Is Christian Bale’s Weight-Gain for ‘Vice’ the Most Extreme of His Career?

With his shirt off, Christian Bale is almost unrecognizable as Dick Cheney in ‘Vice.’ | Annapurna Pictures

If you need someone to go all-in for a film performance, Christian Bale is your guy. Adam McKay, who directed in Bale in The Big Short, said he wrote the part of Dick Cheney for the British actor in his upcoming Vice — and that he wouldn’t have made the film without Bale.

When you see photos or watch the trailer of Bale in Vice, you can see why he was a must-have for McKay. Not only did Bale exhaustively research the role, driving everyone crazy along the way; he also gained over 40 lbs., shaved his head, bleached his eyebrows, and did special exercises to thicken his neck.

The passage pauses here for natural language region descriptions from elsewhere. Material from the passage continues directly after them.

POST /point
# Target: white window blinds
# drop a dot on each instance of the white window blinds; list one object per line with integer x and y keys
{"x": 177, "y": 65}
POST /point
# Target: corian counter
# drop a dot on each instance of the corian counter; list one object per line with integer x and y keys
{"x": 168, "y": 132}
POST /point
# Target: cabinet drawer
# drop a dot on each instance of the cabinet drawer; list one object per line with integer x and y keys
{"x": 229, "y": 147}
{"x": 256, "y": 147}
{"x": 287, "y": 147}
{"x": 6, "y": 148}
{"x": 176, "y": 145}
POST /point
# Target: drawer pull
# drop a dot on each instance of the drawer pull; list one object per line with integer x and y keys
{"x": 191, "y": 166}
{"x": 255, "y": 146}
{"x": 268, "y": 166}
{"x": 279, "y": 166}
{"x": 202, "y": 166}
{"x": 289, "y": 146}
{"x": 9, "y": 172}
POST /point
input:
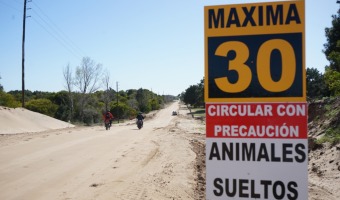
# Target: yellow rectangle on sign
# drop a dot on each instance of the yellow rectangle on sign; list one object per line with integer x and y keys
{"x": 255, "y": 52}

By the time makeup artists finished the job, Bale was as much Cheney as the man himself. Of course, for an actor famous for his dedication to film roles, it was another day at the office. In fact, Bale’s work in Vice might not even be his most extreme to date.

Bale’s emaciated characters in ‘The Machinist’ and ‘The Fighter’

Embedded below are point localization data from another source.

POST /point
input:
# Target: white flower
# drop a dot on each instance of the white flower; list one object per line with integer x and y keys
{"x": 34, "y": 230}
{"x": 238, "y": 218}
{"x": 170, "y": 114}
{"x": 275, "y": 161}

Bale in ‘The Machinist’ | Filmax Group – Castelao Producciones

In order to play an insomniac industrial worker in The Machinist (2004), Bale decided he needed to lose some weight. By the time he was finished, the actor had dropped a frightening 60 lbs. That left him all the way down to 120 lbs.  To get there, he said he did a lot of drinking and smoking — about as unhealthy as you can do it.

To play Dicky Eklund in The Fighter (2010), Bale again needed to lost weight to convincingly play a crack-addicted boxer. But this role needed him to stay muscular and trim (if undernourished), so he didn’t go the booze-and-cigarettes route. He won the Best Supporting Actor Oscar for his troubles.

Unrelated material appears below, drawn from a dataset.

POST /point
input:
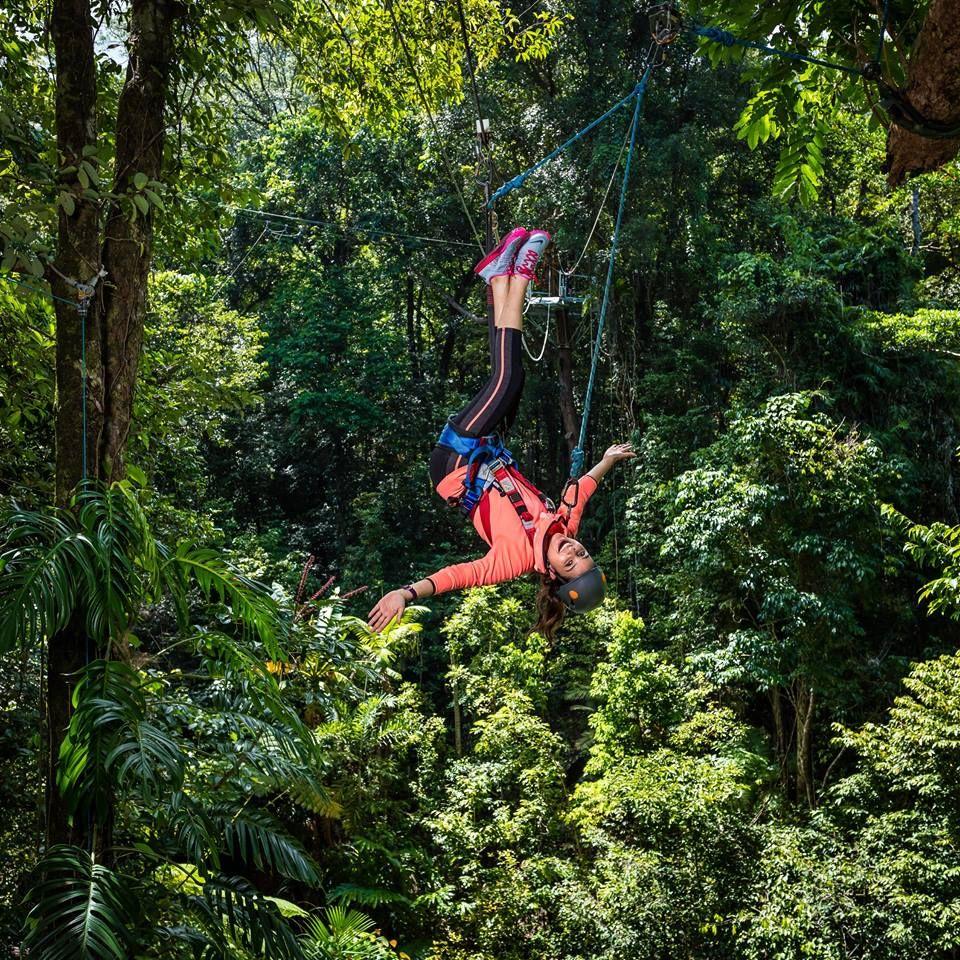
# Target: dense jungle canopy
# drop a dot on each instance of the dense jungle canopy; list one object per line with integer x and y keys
{"x": 237, "y": 303}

Weight gains for ‘American Hustle’ and ‘Vice’ — and the Oscar impact

Bale in ‘American Hustle’ | Atlas Entertainment – Annapurna Pictures

To nail the ’70s-scam-operator look for David O. Russel’s American Hustle (2013), Bale went the other route. According to People, he piled on 43 lbs. for the part, leaving him at a robust 228 lbs. at the time of shooting. (If you’re keeping score at home, that means Bale weighed 108 lbs. more than he did during the Fighter shoot.) This transformation also earned him an Oscar nomination — this time, for Best Actor.

In McKay’s Vice, which opens Christmas Day, Bale had two separate Dick Cheneys to play. The first was the younger Cheney who served as White House Chief of Staff under Gerald Ford and Secretary of Defense under George H.W. Bush. That version featured more hair (it’s brown) and a little less weight than Cheney as VP.

Playing the older Cheney (Bush’s Veep), Bale shed most of the hair, looks a bit heavier, and has a slightly different manner. Obviously, the physical transformations are only one part of the work Bale does in these roles, and you can bet Academy voters are taking notice.

The actor already won an Oscar for losing weight and delivering a brilliant performance. Will his role in Vice lead to another (this time, for adding so much weight)? It worked for De Niro in Raging Bull, and Bale already got a nomination for the Golden Globe. A Best Actor Oscar seems like an even bet at this point.